This is the month that farms shift into a flurry of activity to ensure that the final harvests are secure for the on-coming winter, while still reveling in late autumn sunshine and flavors. Early October is usually a reminder of why we love summer, providing long days of warmth while keeping the nights cool and comfortable. Often this sunny disposition shifts about mid-month and we receive the first frost or truly cool morning. In the mid-West, the mountains and throughout New England, the trees shift in color and have lost a majority of their leaves by Halloween. This marks the next part of farming, the winter squashes, the hardy greens - the end of fragile and delicate berries, herbs and lettuces and a transfer of growing energies into the earth, roots start to take hold and the cruciferous vegetables really excel in their growth and production.
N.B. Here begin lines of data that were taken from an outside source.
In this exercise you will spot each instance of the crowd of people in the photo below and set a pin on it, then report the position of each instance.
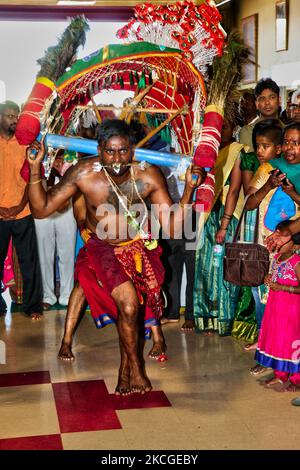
(119, 271)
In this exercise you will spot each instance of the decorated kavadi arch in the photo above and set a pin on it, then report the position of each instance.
(164, 64)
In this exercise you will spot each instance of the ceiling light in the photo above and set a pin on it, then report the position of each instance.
(74, 2)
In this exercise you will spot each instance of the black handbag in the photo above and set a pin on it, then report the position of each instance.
(246, 264)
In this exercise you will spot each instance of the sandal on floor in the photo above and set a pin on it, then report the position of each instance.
(258, 369)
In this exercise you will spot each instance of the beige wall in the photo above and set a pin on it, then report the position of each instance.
(282, 66)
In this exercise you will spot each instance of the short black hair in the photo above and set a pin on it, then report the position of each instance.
(115, 128)
(292, 126)
(270, 128)
(8, 104)
(286, 223)
(266, 84)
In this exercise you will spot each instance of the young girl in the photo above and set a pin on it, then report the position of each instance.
(278, 344)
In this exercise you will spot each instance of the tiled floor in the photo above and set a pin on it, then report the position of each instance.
(203, 398)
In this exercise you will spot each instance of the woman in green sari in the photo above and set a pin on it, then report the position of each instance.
(215, 299)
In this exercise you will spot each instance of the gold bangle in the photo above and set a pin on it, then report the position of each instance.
(35, 182)
(256, 198)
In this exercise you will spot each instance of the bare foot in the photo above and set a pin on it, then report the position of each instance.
(251, 347)
(188, 325)
(257, 369)
(139, 383)
(65, 352)
(123, 386)
(36, 316)
(158, 349)
(208, 332)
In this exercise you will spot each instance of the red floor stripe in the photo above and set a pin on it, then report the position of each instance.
(84, 406)
(47, 442)
(148, 400)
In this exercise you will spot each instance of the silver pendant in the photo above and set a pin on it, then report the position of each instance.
(116, 167)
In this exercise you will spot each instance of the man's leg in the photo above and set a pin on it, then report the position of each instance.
(123, 386)
(5, 231)
(65, 229)
(45, 234)
(75, 306)
(128, 308)
(25, 242)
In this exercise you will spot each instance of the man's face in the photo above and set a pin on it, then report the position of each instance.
(267, 103)
(8, 120)
(265, 149)
(291, 146)
(294, 110)
(116, 155)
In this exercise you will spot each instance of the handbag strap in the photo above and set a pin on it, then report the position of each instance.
(238, 228)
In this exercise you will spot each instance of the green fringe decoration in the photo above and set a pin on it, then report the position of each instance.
(121, 81)
(142, 81)
(227, 72)
(58, 58)
(131, 80)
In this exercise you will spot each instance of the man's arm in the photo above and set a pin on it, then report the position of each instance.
(171, 221)
(44, 203)
(256, 196)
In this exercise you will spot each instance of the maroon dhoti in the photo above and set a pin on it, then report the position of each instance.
(101, 267)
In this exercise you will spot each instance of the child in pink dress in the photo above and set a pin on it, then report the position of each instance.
(279, 339)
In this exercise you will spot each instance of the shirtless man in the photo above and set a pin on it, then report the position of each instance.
(77, 300)
(111, 178)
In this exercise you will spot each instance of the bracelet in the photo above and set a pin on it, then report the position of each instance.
(256, 198)
(35, 182)
(185, 206)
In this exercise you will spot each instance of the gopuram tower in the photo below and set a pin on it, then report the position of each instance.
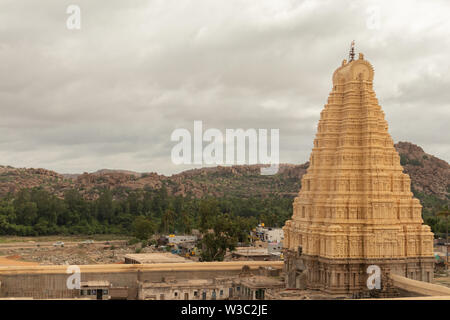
(355, 208)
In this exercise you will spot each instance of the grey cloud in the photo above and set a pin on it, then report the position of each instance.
(110, 94)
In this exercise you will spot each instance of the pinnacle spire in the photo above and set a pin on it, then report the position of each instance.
(351, 55)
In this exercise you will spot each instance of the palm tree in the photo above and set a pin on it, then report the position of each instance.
(445, 212)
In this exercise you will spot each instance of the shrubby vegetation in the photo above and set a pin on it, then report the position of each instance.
(225, 221)
(35, 212)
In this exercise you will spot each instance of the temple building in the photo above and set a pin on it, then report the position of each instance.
(355, 207)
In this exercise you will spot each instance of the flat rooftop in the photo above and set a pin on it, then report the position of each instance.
(158, 257)
(251, 251)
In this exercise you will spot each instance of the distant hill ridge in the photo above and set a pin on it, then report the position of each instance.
(430, 176)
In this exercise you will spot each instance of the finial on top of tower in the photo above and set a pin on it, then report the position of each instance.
(352, 52)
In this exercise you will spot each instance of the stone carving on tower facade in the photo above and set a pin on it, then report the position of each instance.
(355, 203)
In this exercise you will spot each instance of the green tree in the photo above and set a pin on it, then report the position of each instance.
(143, 228)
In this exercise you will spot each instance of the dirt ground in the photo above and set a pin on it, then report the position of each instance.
(70, 254)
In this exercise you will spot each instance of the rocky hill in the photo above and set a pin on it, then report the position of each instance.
(429, 175)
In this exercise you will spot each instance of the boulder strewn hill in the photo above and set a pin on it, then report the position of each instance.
(430, 176)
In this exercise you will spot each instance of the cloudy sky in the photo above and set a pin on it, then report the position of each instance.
(110, 94)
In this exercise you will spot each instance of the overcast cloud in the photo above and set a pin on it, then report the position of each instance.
(110, 95)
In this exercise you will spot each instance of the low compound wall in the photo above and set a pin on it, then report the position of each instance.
(50, 282)
(419, 287)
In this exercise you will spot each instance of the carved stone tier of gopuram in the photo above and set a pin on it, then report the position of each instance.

Beets, turnips, rutabaga, spinach, kale, Brussels sprouts, broccoli and cauliflower all do well in this transitional period and the winter squashes and root vegetables are 'cured' in the fields by the cold evenings. This is when culinary thoughts turn to pickling and 'putting up'the harvest abundance to enjoy throughout the winter. Shelling beans are dried and preserved for hearty soups and stews later in the winter, fruits are jarred and preserved. Years ago, some of the fall slaughter was prepared through confit and laid down in layers of fat and salt to be kept in an aseptic environment and preserved through the entire winter.
The beauty of this time too is that we can still enjoy the season's gifts of apples and late harvest peaches, with the addition of persimmons and pears. We have access to some of the best and most delicious ripe fruit that seems to psychologically offset all the 'hard' vegetables that are growing and being stored for the cold months to come.